The Edge

Richard Northedge takes on corporate finance

Tax cuts - a bungle rather than a bung

Alistair Darling flips his 10p coin and instead of tails, 5m people lose, it is heads, 22m win. Yet Darling emerges as a loser either way. He has dug a large hole to get himself out of a small one and he now needs to dig an even bigger one to extricate himself from the latest tax changes. And despite his largesse, he has received no glory.

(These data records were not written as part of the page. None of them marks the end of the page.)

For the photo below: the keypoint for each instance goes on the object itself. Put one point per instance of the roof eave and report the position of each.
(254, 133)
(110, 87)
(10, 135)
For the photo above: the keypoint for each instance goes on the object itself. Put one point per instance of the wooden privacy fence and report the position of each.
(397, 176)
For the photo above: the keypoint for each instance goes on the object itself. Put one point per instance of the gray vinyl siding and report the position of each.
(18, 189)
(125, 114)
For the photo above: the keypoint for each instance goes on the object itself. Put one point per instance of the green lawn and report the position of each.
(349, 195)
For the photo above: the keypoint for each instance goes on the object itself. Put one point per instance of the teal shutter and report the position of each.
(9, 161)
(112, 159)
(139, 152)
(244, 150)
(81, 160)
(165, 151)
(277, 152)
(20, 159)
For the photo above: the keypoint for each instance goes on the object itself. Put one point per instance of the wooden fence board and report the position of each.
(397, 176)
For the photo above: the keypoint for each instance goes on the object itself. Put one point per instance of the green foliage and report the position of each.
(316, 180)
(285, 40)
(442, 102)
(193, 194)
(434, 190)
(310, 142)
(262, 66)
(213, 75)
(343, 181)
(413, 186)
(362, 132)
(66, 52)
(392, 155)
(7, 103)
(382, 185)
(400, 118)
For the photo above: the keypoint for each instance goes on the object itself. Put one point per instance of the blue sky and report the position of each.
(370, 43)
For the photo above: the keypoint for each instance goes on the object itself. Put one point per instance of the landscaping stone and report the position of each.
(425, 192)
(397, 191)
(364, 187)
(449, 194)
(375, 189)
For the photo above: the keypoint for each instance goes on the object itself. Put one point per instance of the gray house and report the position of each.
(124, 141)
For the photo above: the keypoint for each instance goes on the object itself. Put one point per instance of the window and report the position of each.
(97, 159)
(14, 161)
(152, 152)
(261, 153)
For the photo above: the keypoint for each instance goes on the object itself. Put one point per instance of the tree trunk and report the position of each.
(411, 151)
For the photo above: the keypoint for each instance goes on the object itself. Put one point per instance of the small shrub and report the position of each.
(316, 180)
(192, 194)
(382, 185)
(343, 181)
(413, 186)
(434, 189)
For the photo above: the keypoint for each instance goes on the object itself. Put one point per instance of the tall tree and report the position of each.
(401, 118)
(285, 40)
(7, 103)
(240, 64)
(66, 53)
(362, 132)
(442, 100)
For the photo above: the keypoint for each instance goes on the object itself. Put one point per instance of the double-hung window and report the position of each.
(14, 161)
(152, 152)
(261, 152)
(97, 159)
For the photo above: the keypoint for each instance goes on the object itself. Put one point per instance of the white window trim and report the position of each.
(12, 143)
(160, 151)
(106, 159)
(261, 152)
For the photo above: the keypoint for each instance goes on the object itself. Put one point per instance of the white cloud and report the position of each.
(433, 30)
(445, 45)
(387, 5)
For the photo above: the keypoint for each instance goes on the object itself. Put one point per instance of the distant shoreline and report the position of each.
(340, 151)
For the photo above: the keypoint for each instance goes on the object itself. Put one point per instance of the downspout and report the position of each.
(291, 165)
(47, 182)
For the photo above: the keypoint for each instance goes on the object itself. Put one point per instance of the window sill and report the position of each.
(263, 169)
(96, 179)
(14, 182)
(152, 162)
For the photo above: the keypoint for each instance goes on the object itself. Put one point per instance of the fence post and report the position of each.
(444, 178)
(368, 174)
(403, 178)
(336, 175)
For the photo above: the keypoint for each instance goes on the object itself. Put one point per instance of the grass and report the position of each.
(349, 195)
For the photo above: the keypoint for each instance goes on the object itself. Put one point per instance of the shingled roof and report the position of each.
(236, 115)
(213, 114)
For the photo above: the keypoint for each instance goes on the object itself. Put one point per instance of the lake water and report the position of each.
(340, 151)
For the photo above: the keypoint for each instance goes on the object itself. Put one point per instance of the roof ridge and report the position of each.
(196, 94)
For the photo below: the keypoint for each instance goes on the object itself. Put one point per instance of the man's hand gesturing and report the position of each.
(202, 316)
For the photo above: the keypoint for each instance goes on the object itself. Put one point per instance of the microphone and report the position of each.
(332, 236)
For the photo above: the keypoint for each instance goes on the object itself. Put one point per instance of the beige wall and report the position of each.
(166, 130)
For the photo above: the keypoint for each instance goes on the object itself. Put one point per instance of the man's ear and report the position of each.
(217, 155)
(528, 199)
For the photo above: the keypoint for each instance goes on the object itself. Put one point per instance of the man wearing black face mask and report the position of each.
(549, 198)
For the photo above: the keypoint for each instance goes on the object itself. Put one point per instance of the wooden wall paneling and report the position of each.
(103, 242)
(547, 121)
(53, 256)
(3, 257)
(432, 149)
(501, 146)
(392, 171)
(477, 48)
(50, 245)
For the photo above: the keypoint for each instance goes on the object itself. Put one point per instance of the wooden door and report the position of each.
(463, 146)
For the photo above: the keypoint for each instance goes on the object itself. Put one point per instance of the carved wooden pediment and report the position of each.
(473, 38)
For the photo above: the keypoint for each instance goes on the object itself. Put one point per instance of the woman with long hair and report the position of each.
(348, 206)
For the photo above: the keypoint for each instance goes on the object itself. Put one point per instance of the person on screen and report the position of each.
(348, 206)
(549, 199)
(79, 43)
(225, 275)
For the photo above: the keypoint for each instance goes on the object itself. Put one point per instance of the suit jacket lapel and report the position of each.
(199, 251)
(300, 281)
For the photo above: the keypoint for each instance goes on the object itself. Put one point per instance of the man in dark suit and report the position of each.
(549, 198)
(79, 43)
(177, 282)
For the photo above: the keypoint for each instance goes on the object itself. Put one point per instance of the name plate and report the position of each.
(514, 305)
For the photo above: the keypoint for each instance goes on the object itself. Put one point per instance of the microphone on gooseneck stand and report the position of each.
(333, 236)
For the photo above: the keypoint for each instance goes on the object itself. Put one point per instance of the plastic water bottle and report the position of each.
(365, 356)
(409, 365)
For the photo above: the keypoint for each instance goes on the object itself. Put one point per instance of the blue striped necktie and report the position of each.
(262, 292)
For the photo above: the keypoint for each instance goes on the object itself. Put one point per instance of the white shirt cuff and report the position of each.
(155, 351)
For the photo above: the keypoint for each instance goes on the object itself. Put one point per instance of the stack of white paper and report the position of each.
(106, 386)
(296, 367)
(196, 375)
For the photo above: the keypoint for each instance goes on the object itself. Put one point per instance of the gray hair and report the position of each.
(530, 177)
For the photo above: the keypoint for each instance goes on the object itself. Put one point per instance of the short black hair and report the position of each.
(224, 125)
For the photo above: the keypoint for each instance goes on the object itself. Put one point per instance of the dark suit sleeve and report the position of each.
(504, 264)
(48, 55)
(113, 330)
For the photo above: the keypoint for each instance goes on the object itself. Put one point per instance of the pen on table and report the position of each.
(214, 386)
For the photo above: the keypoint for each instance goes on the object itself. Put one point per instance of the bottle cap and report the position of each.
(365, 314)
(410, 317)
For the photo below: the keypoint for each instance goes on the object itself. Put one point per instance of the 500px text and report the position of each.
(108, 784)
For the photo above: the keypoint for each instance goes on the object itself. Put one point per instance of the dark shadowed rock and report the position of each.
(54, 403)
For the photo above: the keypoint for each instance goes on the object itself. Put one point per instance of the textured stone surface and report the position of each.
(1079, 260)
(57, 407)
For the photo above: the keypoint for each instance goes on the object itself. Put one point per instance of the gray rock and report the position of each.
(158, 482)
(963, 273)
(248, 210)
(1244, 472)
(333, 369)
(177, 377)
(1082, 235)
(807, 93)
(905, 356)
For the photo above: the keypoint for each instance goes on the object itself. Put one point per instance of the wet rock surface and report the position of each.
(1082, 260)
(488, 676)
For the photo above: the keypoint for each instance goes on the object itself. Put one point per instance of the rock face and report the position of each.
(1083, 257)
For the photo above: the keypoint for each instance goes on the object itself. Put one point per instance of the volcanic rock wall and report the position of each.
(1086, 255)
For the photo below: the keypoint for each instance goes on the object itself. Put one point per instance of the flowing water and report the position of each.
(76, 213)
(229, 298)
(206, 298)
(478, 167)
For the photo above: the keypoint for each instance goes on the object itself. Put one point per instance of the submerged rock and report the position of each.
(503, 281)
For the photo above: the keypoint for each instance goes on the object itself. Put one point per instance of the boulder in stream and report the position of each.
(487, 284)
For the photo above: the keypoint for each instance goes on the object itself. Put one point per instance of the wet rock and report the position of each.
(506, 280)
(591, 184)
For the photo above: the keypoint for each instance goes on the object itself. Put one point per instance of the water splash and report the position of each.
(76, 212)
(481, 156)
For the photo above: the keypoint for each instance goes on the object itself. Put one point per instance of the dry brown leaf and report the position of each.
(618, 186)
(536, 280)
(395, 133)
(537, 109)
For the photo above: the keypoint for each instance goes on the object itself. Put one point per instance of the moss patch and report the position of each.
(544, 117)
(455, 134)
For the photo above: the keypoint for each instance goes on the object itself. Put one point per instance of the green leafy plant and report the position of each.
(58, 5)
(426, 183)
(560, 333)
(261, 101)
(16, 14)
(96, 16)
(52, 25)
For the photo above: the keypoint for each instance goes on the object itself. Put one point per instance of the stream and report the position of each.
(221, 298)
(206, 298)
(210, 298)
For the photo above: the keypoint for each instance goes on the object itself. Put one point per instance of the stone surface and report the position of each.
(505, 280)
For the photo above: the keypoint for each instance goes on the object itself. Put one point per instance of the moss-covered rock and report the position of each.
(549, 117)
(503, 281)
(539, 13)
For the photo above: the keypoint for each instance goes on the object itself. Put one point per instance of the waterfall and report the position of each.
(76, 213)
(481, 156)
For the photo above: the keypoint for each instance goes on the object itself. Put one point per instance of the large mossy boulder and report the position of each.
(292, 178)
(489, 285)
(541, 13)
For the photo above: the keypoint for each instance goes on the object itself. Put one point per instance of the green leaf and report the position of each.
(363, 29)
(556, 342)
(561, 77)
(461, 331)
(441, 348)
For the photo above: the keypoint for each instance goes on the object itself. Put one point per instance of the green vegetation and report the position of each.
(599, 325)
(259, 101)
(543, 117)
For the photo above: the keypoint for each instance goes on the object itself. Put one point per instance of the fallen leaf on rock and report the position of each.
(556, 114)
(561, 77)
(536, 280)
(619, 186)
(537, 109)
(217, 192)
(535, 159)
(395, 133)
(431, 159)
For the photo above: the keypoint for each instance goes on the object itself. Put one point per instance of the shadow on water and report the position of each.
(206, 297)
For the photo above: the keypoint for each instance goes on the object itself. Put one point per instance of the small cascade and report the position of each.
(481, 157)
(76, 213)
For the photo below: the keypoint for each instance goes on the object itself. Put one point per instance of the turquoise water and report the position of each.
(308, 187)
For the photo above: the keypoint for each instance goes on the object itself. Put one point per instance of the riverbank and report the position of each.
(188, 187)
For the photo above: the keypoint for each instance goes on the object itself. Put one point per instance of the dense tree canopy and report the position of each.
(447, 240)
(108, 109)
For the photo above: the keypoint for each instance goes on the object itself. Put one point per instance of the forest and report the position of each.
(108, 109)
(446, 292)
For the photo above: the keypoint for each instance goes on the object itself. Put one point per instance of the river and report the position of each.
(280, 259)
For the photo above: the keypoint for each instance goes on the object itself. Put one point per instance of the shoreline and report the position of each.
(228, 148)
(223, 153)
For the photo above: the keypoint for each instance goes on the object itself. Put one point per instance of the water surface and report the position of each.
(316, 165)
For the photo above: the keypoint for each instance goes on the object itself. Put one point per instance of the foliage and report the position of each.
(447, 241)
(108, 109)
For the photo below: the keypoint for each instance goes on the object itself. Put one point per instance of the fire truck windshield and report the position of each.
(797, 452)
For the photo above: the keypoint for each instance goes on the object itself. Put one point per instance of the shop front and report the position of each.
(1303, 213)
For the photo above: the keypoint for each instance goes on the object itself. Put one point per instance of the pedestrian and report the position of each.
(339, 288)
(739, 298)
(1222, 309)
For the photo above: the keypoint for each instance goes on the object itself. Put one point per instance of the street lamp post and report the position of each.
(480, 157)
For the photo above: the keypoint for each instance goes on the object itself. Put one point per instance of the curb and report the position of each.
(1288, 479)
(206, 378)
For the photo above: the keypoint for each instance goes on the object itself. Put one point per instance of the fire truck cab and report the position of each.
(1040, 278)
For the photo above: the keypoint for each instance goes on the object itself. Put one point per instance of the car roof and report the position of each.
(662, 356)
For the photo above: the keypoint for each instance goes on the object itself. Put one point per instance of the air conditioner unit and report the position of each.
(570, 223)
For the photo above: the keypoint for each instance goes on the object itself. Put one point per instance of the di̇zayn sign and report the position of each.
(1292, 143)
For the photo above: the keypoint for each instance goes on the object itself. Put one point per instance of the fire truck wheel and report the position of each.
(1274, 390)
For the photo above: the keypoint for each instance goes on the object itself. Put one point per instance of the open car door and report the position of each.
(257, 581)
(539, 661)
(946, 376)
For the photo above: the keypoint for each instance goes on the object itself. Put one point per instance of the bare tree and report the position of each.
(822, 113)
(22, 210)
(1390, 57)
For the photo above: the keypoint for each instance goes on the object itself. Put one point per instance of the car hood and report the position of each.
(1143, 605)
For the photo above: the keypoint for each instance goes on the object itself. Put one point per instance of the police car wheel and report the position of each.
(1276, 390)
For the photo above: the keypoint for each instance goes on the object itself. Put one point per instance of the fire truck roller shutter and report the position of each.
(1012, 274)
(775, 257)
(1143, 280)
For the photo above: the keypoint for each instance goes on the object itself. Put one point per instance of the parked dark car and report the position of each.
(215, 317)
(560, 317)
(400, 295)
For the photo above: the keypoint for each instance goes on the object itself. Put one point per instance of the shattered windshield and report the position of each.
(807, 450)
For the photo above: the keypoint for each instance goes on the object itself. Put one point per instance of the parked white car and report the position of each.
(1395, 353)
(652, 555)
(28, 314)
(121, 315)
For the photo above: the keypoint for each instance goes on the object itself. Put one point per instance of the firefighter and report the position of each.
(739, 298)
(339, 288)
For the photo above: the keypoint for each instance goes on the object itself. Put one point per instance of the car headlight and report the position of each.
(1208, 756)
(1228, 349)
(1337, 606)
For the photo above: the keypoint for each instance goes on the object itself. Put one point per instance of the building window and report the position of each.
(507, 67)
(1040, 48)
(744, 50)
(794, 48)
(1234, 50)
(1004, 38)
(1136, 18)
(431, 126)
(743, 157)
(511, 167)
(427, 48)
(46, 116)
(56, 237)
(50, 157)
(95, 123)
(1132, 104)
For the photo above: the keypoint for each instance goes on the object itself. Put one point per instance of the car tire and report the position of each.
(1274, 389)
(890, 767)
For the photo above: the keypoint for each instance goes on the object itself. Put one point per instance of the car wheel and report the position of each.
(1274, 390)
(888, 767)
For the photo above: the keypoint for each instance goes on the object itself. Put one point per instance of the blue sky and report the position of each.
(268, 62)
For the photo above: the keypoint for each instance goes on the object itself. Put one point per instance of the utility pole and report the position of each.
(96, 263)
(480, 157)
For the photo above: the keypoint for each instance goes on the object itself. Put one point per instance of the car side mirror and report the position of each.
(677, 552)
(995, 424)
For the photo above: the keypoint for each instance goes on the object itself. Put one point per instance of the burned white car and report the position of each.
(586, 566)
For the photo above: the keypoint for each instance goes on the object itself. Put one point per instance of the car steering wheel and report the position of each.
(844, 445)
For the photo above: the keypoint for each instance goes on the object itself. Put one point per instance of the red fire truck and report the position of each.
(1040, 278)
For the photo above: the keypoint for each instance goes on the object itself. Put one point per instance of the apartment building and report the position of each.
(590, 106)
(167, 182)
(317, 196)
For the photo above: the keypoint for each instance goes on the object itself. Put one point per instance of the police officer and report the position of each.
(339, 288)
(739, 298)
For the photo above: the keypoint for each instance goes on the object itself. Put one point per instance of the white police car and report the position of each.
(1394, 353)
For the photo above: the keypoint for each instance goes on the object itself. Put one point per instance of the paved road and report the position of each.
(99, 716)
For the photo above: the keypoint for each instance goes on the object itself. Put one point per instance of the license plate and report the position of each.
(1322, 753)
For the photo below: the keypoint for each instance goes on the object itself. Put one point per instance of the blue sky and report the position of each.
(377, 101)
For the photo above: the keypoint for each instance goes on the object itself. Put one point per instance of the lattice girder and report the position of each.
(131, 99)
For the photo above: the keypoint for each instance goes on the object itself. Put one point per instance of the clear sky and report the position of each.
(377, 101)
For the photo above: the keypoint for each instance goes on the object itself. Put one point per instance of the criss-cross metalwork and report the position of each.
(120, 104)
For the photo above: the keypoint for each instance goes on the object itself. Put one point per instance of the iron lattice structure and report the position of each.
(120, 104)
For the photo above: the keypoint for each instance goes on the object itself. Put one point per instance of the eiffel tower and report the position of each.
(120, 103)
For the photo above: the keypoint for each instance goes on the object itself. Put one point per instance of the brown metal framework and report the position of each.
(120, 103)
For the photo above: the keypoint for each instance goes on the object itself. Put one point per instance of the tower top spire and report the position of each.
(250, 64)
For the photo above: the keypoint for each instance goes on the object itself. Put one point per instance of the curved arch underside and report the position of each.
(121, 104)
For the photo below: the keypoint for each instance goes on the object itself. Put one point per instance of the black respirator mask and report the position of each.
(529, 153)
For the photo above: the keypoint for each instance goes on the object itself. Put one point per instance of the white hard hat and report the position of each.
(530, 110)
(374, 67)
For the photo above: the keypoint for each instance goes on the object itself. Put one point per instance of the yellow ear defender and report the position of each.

His predecessor at the Treasury - now the prime minister - cut the basic rate of income tax to 20p and abolished the 10p band, but when it took effect in April 2008 the government received all the flack for the abolition leaving 5m people worse off but received no thanks for giving everyone else the lowest tax rate for 75 years. In expressing their opinion of the tax move, even the majority that gained financially allied themselves with the minority that lost.

There should have been a lesson there that applies to change of all sorts, from re-arranging the office furniture to rebranding products: that the appreciation of the positive is outweighed by the disappointment at the losses.

Now to appease the tax losers - or 4m of them - Darling has given a tax cut to 22m people. That ought to be an occassion for rejoicing but the effect is lost in the politics of why the hand-out has been made. When people have to pay an extra £120 tax that is an enormous sum; when they receive it as a tax cut it is regarded as measly. If the one-off cuts are restored next year there will be howls: expect more climbdowns as they are extended, therefore.

It is because the downside always seems larger than the upside that politicians should resist change. Instead of winning votes, the cash hand-out has lost the electorate’s support.

To borrow to give a tax cut is economic madness but there are redeeming points. Chaning the tax allowances is better than mucking about with the minimum wage to compensate the 10p losers, which was the previous month’s idea. Debt is not ideal but it is not disasteerous either, and by asking higher-rate taxpayers (who gain nothing from the tax changes) to help repay it, Darling is unintentionally redistributing income.

And the £2.7bn being borrowed will boost the economy. The US government has just handed out a tax cut to boost its economy and Darling might just justify his tax reduction on that basis (though it might mean admitting the UK is near to recession). Instead it is a fudge to cover up the previous fudge. It is a bungle rather than a bung - and it is not the way to run a nation’s finances.